In conclusion, TURBT poses a significant risk of surgical complications, the majority of which are of low grade. The most significant, clinically sound predictors of TURBT complications are high ASA score, history of nicotine abuse, high-grade tumour, high-stage tumour, presence of muscularis propria in the specimen, and the resident surgeon. Proper preoperative identification of patients at high risk of complication may further reduce this risk if the surgery is performed carefully by an experienced surgeon.

Table V

Multivariate logistic regressions analysis (statistically significant results only)
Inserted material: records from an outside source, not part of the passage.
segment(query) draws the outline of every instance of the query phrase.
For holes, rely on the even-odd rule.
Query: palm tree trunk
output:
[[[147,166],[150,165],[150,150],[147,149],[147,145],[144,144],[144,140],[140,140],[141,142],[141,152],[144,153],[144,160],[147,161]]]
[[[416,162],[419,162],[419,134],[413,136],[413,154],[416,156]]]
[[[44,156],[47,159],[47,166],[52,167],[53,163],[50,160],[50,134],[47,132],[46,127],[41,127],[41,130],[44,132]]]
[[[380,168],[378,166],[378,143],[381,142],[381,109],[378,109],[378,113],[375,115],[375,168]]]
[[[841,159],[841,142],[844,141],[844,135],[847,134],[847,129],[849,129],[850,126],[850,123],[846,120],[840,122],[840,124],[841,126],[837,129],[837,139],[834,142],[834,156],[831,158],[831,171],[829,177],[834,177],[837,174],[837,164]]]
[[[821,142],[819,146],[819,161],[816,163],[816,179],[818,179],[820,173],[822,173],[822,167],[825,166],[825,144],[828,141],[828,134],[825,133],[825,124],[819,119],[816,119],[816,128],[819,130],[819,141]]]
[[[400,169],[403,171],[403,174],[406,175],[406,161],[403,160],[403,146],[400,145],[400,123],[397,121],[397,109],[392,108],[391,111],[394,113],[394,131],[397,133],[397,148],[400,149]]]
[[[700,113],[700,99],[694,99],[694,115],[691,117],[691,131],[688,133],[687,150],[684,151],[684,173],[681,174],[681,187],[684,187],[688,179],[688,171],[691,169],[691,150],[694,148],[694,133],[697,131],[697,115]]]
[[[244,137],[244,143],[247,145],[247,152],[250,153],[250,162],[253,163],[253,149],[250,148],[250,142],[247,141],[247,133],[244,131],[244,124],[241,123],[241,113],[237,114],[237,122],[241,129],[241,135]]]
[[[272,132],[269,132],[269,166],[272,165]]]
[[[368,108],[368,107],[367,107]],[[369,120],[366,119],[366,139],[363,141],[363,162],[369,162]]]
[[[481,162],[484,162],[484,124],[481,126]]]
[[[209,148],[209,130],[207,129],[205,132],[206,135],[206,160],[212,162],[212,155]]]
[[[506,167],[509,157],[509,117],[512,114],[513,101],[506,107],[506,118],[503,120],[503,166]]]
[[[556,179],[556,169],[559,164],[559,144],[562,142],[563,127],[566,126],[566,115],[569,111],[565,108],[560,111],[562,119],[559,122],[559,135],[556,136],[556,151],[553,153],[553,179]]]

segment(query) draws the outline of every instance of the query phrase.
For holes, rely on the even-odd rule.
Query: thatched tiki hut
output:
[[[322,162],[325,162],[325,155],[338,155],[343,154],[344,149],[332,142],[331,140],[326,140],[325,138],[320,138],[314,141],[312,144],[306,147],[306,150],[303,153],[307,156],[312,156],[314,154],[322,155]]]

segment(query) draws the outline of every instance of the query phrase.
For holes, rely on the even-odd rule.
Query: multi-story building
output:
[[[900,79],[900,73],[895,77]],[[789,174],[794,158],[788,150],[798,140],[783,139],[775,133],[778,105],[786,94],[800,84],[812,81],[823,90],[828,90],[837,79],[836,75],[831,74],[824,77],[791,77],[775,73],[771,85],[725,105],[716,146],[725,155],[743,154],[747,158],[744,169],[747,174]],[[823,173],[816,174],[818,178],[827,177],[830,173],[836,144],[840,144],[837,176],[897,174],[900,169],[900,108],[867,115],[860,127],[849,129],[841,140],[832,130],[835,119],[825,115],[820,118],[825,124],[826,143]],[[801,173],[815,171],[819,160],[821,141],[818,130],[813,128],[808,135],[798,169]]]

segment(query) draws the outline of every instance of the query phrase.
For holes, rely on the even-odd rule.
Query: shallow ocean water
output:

Clinical event	Predictive factor	OR	95% CI	P-value
Complication during hospital stay	Preoperative haematuria	1.5	1.07–2.08	0.017
	ASA score	1.34	1.03–1.74	0.03
	Surgery time	1.03	1.02–1.04	< 0.001
	High grade tumour	1.53	1.11–2.12	0.01
Any Clavien-Dindo grade ≥ 3 complication	Nicotine use	2.26	1.07–4.81	0.034
	BMI > 30 kg/m2	1.07	1.01–1.13	0.032
	ASA score	2.64	1.38–5.04	0.003
	Number of tumours	1.15	1.06–1.24	< 0.001
	Surgery time	1.02	1–1.03	0.007
	High grade tumour	2.88	1.3–6.37	0.009
Complication during 30-day postoperative period	ASA score	1.48	1.12–1.95	0.005
	Number of tumours	1.07	1.02–1.14	0.012
	Tumour size	1.11	1.01–1.2	0.022
Bleeding	Preoperative BCG immunotherapy	1.2	1.11–1.31	0.008
	Tumour stage	1.83	1.32–2.54	< 0.001
Bladder perforation	Resident operator	3.19	1.39–7.29	0.006
	Tumour size	0.78	0.62–0.97	0.029
	Surgery time	1.02	1–1.03	0.015
	Muscle in specimen	3.4	1.11–10.38	0.032

OR – odds ratio, 95% CI – 95% confidence interval, ASA – American Society of Anaesthesiologists score, BCG – Bacillus-Calmette Guerin, BMI – body mass index.